Sondage Léger Marketing-Le Devoir-TVA-The Globe and Mail - La foi en Super Mario
L'ADQ n'a pas d'équipe pour prendre les commandes de l'État. Les électeurs n'y voient pas de problème. Pour l'instant!
Qu'est-ce qui plaît tant chez Mario Dumont? Un peu son côté près des gens, son honnêteté, sa vision de l'avenir. Mais sa principale qualité, c'est d'être un politicien de la nouvelle génération. C'est du moins l'avis de 40 % des répondants à un sondage Léger Marketing-Le Devoir-TVA-The Globe and Mail, mené entre le 27 août et le 1er septembre.
Les gens voient bien, à 61 %, que Mario Dumont n'a pas d'équipe suffisamment solide pour gouverner. Même la moitié des partisans adéquistes (53 %) le reconnaissent. Mais ce n'est pas un handicap. Car les Québécois ont un argument-massue: un gouvernement Dumont ne peut pas faire pire que les autres, disent 71 % des répondants (dont 75 % de francophones, 64 % de libéraux et 59 % de péquistes).
Et puis, l'Action démocratique du Québec peut apporter un changement bénéfique pour le Québec, croient les deux tiers (67 %) des Québécois. Il n'y a pas que les adéquistes qui le disent: plus de la moitié (52 %) des partisans du Parti québécois et du Parti libéral sont du même avis!

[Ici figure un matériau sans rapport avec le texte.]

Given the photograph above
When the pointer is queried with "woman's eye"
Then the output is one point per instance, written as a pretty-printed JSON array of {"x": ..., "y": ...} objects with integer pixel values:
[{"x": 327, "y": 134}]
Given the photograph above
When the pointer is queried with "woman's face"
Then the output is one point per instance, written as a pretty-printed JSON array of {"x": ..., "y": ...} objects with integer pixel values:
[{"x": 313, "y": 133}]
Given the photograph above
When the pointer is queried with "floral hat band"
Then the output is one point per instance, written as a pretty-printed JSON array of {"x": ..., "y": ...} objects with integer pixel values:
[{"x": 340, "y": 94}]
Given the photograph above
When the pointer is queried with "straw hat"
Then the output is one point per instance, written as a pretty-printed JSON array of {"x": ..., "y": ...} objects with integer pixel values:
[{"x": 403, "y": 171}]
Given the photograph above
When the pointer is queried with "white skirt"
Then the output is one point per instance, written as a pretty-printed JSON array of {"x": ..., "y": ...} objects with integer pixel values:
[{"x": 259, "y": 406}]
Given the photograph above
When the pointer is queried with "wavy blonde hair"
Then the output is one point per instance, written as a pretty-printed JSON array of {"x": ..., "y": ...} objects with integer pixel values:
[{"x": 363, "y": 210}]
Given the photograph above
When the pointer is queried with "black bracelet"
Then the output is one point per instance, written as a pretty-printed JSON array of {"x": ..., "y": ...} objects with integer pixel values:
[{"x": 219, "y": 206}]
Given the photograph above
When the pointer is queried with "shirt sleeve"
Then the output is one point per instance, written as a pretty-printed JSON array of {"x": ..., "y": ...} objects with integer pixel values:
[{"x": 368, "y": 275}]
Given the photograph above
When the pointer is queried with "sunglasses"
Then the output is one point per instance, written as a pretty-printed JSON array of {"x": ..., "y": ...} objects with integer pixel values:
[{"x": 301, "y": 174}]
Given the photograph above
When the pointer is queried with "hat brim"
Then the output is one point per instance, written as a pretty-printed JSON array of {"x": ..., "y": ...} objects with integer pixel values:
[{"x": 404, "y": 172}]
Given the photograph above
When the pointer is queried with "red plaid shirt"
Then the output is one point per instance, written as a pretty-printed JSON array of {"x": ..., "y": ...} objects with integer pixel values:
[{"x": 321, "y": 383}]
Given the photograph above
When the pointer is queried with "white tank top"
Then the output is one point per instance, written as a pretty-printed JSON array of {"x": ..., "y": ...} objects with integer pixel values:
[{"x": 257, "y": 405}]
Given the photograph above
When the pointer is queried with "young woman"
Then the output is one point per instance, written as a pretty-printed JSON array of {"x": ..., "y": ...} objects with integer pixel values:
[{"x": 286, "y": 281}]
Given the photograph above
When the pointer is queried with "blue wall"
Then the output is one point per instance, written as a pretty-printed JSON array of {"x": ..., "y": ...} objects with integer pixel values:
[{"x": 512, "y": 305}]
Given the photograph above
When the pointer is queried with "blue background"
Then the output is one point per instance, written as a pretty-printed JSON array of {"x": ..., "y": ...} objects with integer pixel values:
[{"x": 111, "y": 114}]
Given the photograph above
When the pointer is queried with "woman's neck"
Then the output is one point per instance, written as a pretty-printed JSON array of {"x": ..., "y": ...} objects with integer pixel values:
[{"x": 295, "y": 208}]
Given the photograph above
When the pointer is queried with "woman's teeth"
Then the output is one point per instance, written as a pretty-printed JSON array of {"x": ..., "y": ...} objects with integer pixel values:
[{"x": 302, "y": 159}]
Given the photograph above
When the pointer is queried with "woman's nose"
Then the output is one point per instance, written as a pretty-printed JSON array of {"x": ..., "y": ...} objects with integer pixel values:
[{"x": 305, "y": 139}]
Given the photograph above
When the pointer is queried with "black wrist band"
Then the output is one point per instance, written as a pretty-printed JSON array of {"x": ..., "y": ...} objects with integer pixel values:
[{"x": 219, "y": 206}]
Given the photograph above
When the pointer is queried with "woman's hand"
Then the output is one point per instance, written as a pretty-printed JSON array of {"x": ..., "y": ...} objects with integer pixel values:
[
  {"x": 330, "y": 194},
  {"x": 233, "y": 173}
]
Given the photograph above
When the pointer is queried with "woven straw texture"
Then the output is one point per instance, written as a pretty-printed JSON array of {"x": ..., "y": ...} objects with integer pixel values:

Jean-Marc Léger croit néanmoins que l'équipe et le programme de l'ADQ sont le talon d'Achille de Mario Dumont. «Protégez Mario Dumont de ses amis!», lance-t-il.
Car si haut soit le parti dans les sondages, il est clair que les adversaires de l'ADQ vont chercher la gaffe. Pas tant de la part de Mario Dumont, si populaire qu'il en est inatteignable, note M. Léger. Mais il y a ses candidats, ses organisateurs. Et tous les partis ont des failles qui peuvent être exploitées.
Par ailleurs, le décalage est grand entre un électorat centriste, qui répond à 54 % que l'ADQ n'est pas un parti trop à droite, et le programme du parti. «L'ADQ va finir par vivre des problèmes existentiels, dit Jean-Marc Léger. Ou il change son programme pour se rapprocher des électeurs, et il aura l'air opportuniste. Ou il le maintient, et il risque de ne pas répondre aux attentes de la population.»
Ces questions ne se posent pas maintenant, reconnaît le sondeur, car le programme du parti reste largement méconnu. Pas plus qu'il n'est inquiétant pour Mario Dumont de voir que seulement 3 % des gens disent que la compétence est sa principale qualité. «Dans ce sondage, ce n'était pas encore un enjeu, dit le sondeur. Mais ça va le devenir maintenant qu'on voit qu'il est susceptible de gouverner. On entre dans une deuxième phase de réflexion à l'égard de Mario Dumont.»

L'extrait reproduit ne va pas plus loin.